Sunday, March 13, 2011

Where's Nikki? - Angela Buckland

Angela was nominated for the Daimler Chrysler Award for Creative Photography for her work of 'Where's Nikki?'. Angela, mother of a disabled child, Nikki, wanted to show the world what all parents of disabled children go through. She goes into their lives and exposes that which is not spoken about.



In Buckland’s photograph series, “Where’s Nikki”, we are taken on a journey through Buckland’s emotional responses to six families dealing with their disabled child. Buckland, mother herself of a disabled son, named the piece after him. Nikki has a tendency to run away.

The artwork consists of seven 4m long vertical panels (each panel just over a meter wide) spaced out over 11m. Each panel contains five square photographs and portray an emotion Buckland wants us to focus on: shock, grief & loss, rage, confusion, relief, acceptance and hope. The verticality of the prints is intended to stimulate the narrative potential in the images (McDougall, Swartz, & van der Merwe, 2006:29) rather than an entire picture as a whole.

But seeing the artwork for the first time, one’s eyes tend to jump around, scanning over everything, intensifying views, trying to take everything in. In that moment the eyes are functioning in the exact same way when searching for something, searching for Nikki perhaps?
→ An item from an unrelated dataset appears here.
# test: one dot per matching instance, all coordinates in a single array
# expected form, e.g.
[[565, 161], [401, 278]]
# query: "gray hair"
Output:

Only after focusing on one picture at a time is it noted that most of the photographs are blurred, smudge or of an object in motion, emphasizing the searching action.

These notions can also be viewed as the emotions that are gone through when searching for somebody who has gone lost. Due to the size of the images, the portraits are very prominent and can be quite intimidating, forcing one to deal with the emotions exposed.

Buckland cunningly portray seven different emotions experienced when dealing with a family of a disable child but still manages to articulate common experiences that are share with their different children (McDougall, et al. 2006:29).